2008年07月04日

<民法実践編>                    第4回 相談事例 「時効の中断」

みなさんこんにちは。

 今回は実際に私の事務所に相談があった事例をもとにお話していきます。
 
 先日、私の事務所にこんな相談がありました。
 「時効が完了していないみたいなんです。」
 「時効は完成したと思っていたのですが…。」
 「相手が金返せとしつこくて…。」

 相談者はこんな感じで悩み事を訴えてきます。
 
 そこで私は事実関係を把握するためにヒアリングをしました。

 相談者の悩み事を詳しく説明すると、、、 
 10年ほど前に友人から100万円を借りた。
 借りてから2回ぐらい返済したが、後はずっと返済せず今日
まで過ごしてきた。返済していない間、何回か督促はされたが1円も返済しなかった。時効10年になる少し前に内容証明郵便で支払いの督促をされたが、払うつもりもなかったので無視した。内容証明が届いて2週間後に時効の10年が経過したので借金を支払わなくてもよいと喜んでいたら、先日裁判所から友人から借りた金銭の支払いについての訴状が届いたとのこと。
 
 そこで私の事務所に相談に来たという訳です。
 いくつか論点があるので解説しています。

 【消滅時効について】
  債権を長い間、権利行使しないで放置しているとこの権利
 が消滅します。つまり、相手にお金を貸しても、しばらく権利
 行使しないとお金を返してもらえなくなります。
  これを一般的に消滅時効といい、権利の内容によって消滅
 時効期間が異なります。
<主な消滅時効の期間>
ホテル・旅館・料理店の飲食代
1年
労働者の給料・
手当その他の請求権(退職金は除く)
2年
交通事故・傷害事件などによる損害賠償請求
3年
商売上の貸借金税金その他国に対する債権・
債務労働者の退職金
5年
個人間の貸借金確定判決・裁判上の和解・
調停に基づく請求権
10年

 お金を貸した方としては、時効を中断して権利が消滅するのを防ぐ手段が法律上あります。時効を中断すると、それまで経過した時効期間の経過を『ふりだし』に戻す効果があります。
 相談者の例なら、時効が中断されたら時効消滅するにはまた10年が必要になります。

 法律上、時効の中断として認められるのは以下の3つになります。
 (1)裁判所が関与する形で権利者が権利を主張する訴
  え、支払督促の申立、和解、調停の申立による請求
 (2)差押、仮差押、仮処分
 (3)承認(債務者が債権者に対して自分の債務を認める
  こと)

    ※承認には「一部の弁済」や「利息の支払」などもあり、
    借りた金額の代金の一部を支払うと(1円でも支払いを
    する)債務を認めたことになります。

 時効の期日が差し迫って、相手が支払いに応じてくれない(承認に応じない)場合は、催告をすれば6ヶ月間は時効期
間が延長
します。口頭での催告も有効ですが、いつ催告したかがあいまいになるので「内容証明郵便」で行うのが一般的です。
 ただし、この催告は裁判外の催告なので、一時的に期間を延長させるもので再延長はできません。時効を中断したい場合は、裁判所を通じて訴えを(請求)を行う必要があります。内容証明を送って相手が承認(一部の弁済や利息の支払い)をすれば裁判に訴える必要はなく、時効は中断します。
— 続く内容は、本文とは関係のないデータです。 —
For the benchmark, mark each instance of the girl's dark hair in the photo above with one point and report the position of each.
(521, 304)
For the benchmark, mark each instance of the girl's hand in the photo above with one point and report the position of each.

 私の事務所に来た相談者は、時効完了前に内容証明郵便で催告され、時効が延長している間に裁判上での訴え(請求)されてしまったということです。相談者は時効が中断し、借金がなくならないので、きちんと返済するか債務整理するようアドバイスをしました。

 みなさんも時効の中断は覚えておいてください。
 実際によく遭遇する相談事です。